I can’t remember exactly what was the reason for us to go there, probably there was no special reason. This photograph is the only one showing my parents: Iosef Abramovich and Berta Lvovna Elenevich, as well as my sister Margotte and me.

My father was born on 7th June 1888 in Irkutsk. Daddy finished cheder, and then studied in Germany in an educational institution for specialists in weaving, where he became a good expert in textile fabrics.

My mother Berta Lvovna – according to her documents her name was Bredle Abramovna, and she had no idea where that name came from, because her father was called Lev – Kesselman was born on 17th March 1888 in Lvov. Mom studied only in an elementary school. Their mother tongue was Yiddish. But they also spoke Polish, German and Russian.

My mom left home in 1905. She had a bad-tempered stepmother; all my grandfather’s children of the first bed left home. My Mom went to Berlin. At first she got a job as a cook in a Jewish restaurant, later she became a head-cook there. In Berlin she met my Daddy.

They got married in 1922. Of course, having become a married woman, my Mom immediately gave up her work.

I don’t know their love story in detail; I only remember that according to them, they were especially introduced to each other by someone.
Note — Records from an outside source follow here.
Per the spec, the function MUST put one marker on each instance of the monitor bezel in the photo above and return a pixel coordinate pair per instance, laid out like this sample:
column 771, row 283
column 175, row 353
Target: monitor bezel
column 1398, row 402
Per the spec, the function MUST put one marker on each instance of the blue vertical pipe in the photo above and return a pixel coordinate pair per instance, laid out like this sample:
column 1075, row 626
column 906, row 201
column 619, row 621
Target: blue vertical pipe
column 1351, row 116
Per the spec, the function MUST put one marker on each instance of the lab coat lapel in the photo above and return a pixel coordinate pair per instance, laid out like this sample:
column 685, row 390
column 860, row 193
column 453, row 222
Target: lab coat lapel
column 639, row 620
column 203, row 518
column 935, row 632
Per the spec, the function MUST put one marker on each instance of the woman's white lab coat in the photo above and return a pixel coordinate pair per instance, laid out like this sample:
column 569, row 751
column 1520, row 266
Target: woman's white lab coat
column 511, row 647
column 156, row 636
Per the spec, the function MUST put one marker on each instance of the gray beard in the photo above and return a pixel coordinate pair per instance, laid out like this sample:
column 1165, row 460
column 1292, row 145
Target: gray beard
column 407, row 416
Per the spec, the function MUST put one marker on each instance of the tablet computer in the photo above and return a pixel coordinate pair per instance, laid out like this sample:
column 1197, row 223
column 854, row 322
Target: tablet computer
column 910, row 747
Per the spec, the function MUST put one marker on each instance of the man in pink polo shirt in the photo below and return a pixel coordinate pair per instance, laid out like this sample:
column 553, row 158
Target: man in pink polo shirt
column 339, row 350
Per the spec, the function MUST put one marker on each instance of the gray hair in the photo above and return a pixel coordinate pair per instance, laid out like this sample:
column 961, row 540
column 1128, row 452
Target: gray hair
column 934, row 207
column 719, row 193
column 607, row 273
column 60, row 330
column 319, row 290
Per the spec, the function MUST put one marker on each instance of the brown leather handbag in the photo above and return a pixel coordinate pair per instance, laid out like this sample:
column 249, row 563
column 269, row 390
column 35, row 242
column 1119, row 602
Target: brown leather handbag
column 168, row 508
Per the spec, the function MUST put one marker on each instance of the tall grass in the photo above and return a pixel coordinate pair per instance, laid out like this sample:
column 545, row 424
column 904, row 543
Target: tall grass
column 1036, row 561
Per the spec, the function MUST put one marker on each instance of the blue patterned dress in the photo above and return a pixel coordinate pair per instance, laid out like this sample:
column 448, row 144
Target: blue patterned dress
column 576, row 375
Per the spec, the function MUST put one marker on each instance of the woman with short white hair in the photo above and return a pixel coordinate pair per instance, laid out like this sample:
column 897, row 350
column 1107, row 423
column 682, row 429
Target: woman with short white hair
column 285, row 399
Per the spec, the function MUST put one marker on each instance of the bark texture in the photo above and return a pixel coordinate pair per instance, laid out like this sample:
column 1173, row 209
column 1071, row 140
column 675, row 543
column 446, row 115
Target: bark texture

Of course they got married in a synagogue under a chuppah, according to all the rules.

After their marriage in the synagogue they forgot to get registered in the state institution, it caused problems when I was already born. Several weeks after my birth I had my mother’s family name, Kesselman. Then they got registered and I was given my father’s surname.

Our family was of moderate means. My parents had three children, and always only Father worked. Everyone was satisfied with food, provided with shoes and clothes; the children studied. But we never lived in luxury.

After we moved to the USSR, the level of our well-being didn’t change: we remained on the average level. But unfortunately the average level in the USSR was – and unfortunately is – much lower than that in Germany.